Tuesday, December 2, 2014

Style Academy #5

Before watching the video:
I decided I wanted to learn more about tropes and schemes today. I honestly don’t have much clue about what either of those are or what they do, so I’m hoping this video will help me be more informed and knowledgeable about their designated purposes. According to the lesson summary, tropes are tricks that turn or change the meaning of words, like a metaphor, and schemes are language patterns I can use to keep my readers engaged with my writing. Both of these sound like very useful tools I can use in my writing, especially schemes because I don’t think that I keep my readers that engaged. My writing sometimes sounds quite boring, so these tricks sound like great ways to enhance my writing.

After watching the video:
The purpose of tropes, I learned, is to compare two very different things to create and get some deeper meaning. They try to create an identification between two unrelated or unlike things.

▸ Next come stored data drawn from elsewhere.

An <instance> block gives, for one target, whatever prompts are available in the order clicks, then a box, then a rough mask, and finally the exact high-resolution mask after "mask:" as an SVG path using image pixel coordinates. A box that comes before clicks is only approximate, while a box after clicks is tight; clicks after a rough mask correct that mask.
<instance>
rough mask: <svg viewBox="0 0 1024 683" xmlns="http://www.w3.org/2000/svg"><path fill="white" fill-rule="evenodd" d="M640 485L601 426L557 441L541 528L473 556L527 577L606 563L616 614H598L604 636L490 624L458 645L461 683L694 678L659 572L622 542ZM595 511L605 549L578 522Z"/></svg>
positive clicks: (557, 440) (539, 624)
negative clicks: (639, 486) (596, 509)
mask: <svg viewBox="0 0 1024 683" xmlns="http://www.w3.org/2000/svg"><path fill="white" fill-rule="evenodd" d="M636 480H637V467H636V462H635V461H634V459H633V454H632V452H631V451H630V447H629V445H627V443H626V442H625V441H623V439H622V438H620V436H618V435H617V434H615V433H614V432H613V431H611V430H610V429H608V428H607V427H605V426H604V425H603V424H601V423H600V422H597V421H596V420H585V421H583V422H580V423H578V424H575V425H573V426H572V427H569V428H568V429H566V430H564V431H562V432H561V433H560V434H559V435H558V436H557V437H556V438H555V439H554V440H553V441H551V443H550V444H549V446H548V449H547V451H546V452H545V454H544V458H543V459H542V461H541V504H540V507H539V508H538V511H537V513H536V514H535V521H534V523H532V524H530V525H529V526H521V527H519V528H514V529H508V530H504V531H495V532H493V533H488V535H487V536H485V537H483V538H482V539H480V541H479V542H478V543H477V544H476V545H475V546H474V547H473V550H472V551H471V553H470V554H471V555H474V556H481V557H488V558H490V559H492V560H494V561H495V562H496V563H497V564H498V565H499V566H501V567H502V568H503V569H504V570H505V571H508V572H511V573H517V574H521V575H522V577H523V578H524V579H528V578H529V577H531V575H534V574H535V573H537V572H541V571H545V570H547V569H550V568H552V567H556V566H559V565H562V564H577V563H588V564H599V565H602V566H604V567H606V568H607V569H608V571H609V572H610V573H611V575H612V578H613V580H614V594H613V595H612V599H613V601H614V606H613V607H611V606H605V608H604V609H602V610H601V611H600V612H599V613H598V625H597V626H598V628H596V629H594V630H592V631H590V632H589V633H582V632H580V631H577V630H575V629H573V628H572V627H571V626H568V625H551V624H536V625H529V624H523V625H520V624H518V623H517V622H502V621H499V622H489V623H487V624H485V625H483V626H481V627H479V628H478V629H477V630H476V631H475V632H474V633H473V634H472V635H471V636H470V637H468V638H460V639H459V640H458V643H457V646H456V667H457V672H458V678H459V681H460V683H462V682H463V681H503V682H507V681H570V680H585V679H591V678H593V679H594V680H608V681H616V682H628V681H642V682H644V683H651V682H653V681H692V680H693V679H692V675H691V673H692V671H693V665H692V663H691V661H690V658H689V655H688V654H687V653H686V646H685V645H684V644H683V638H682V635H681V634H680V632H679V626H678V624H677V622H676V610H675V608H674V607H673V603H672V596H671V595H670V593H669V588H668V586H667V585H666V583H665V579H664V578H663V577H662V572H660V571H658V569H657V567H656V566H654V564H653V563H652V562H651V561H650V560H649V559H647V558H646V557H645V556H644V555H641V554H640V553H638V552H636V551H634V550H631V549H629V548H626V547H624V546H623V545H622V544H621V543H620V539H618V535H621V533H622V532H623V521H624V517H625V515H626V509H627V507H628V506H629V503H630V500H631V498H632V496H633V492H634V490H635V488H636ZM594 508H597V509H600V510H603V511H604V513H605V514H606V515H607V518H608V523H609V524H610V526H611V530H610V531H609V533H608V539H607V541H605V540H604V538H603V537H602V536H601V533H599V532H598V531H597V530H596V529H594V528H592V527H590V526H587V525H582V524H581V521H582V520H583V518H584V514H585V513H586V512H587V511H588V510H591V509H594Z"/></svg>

They are actually arguments. Tropes include writing devices like metaphors, similes, analogies, synecdoche, metonymy, irony, hyperboles, epithets, and litotes. So it turns out I actually did know some tropes; I just didn’t know they were all classified under the name of being a trope. Schemes don’t compare, but play with how words appear in the text. They include repetition, balance, omission, and transposition. I knew some of these as well; however, I wasn’t all too familiar with transpositions, so I got to learn that they invert certain words or phrases in a sentence to create an odd syntax. I got to see the rhetorical power that tropes and schemes have in writing.